Following demonstration will make it crystal clear.

**Demonstration**


- Assume parquet is partitioned by date. So, all rows for a date is in the same partition
- Assume we have two executors.

**Initial state:**

Executor 1

```
+--------------------------------+
|product_id|store_id|  date      |
|          |        |            |
|    1     |    1   |  2000-01-01|
|    1     |    1   |  2001-01-02|
|    2     |    1   |  2000-01-01|
|    2     |    1   |  2000-01-02|
|    2     |    2   |  2000-01-01|
+--------------------------------+
```
Executor 2

```
+--------------------------------+
|product_id|store_id|  date      |
|          |        |            |
|    1     |    1   |  1999-01-01|
|    1     |    1   |  1999-01-02|
|    2     |    1   |  1999-01-01|
|    2     |    1   |  1999-01-02|
|    2     |    2   |  1999-01-01|
|    3     |    3   |  1999-01-01|
+--------------------------------+
```


**1: Get distinct store/product locally:** HashAggregate(keys=[product_id#67, store_id#68], functions=[])

Executor 1

```
+-------------------+
|product_id|store_id|
|          |        |
|    1     |    1   |
|    2     |    1   |
|    2     |    2   |
+-------------------+
```


Executor 2

```
+-------------------+
|product_id|store_id|
|          |        |
|    1     |    1   |
|    2     |    1   |
|    2     |    2   |
|    3     |    3   |
+-------------------+
```

**2. Shuffle**: Exchange hashpartitioning(product_id#67, store_id#68, 1200), ENSURE_REQUIREMENTS, [id=#370]
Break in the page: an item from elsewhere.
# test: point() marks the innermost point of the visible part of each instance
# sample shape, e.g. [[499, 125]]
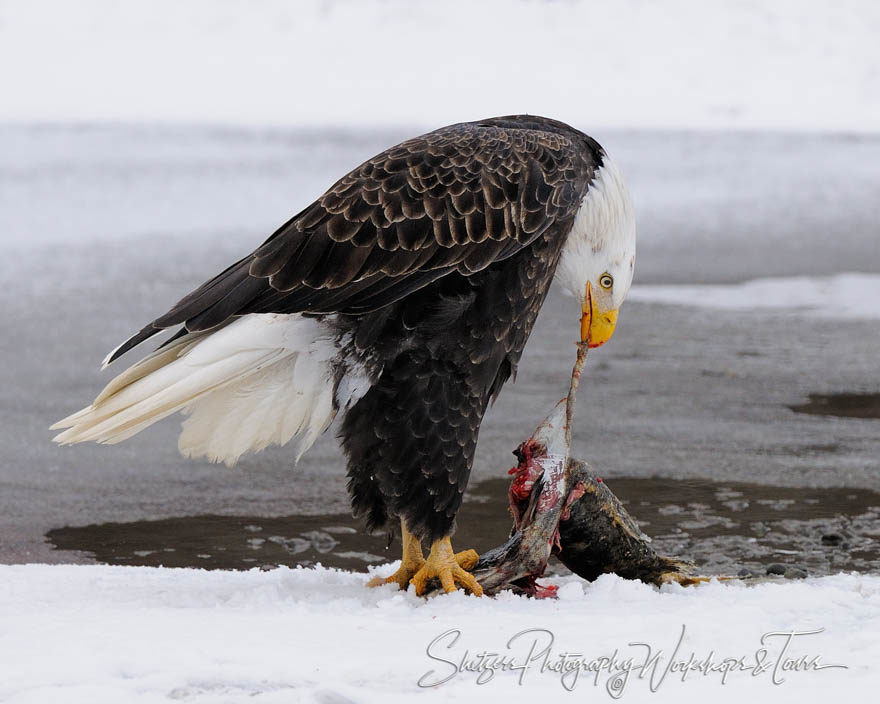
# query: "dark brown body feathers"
[[436, 256]]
- Moves all rows for a store/product pair to the same partition
- Shuffling does not change the total number of rows of the dataframe.
- Note there are some duplicates after this step.

Executor 1:

```
+-------------------+
|product_id|store_id|
|          |        |
|    1     |    1   |
|    1     |    1   |
|    2     |    1   |
|    2     |    1   |
+-------------------+
```


Executor 2

```
+-------------------+
|product_id|store_id|
|          |        |
|    2     |    2   |
|    2     |    2   |
|    3     |    3   |
+-------------------+
```

**3. Again, get distinct store/products locally**: HashAggregate(keys=[product_id#67, store_id#68], functions=[])

Executor 1:

```
+-------------------+
|product_id|store_id|
|          |        |
|    1     |    1   |
|    2     |    1   |
+-------------------+
```


Executor 2

```
+-------------------+
|product_id|store_id|
|          |        |
|    2     |    2   |
|    3     |    3   |
+-------------------+
```

**4. Compute partial counts at each executor**: HashAggregate(keys=[product_id#67], functions=[partial_count(distinct store_id#68)])

We have previously shuffled for product/store we can get partial counts and then add them up later.

```
+------------------------+
|product_id|partial_count|
|          |             |
|    1     |      1      |
|    2     |      1      |
+------------------------+
```

Executor 2

```
+------------------------+
|product_id|partial_count|
|          |             |
|    2     |      1      |
|    3     |      1      |
+------------------------+
```

**5. Shuffle for products:** Exchange hashpartitioning(product_id#67, 1200), ENSURE_REQUIREMENTS, [id=#374]

Executor 1:

```
+------------------------+
|product_id|partial_count|
|          |             |
|    2     |      1      |
|    2     |      1      |
+------------------------+
```

Executor 2

```
+------------------------+
|product_id|partial_count|
|          |             |
|    1     |      1      |
|    3     |      1      |
+------------------------+
```

**6. Sum up the partial counts to get final result.**: HashAggregate(keys=[product_id#67], functions=[count(distinct store_id#68)])

Executor 1

```
+----------------------------+
|product_id|distinct_store_id|
|          |                 |
|    2     |      2          |
+----------------------------+
```

Executor 2

```
+----------------------------+
|product_id|distinct_store_id|
|          |                 |
|    1     |      1          |
|    3     |      1          |
+----------------------------+
```

**Takeaways:**

- ``HashAggregate`` -> ``Exchange`` -> ``HashAggregate`` is a common pattern.

- If it is possible, Spark will do local aggregation first to decrease the amount of data that needs to be shuffled.

- Groupby aggregations are your friend since they avoid the full shuffle.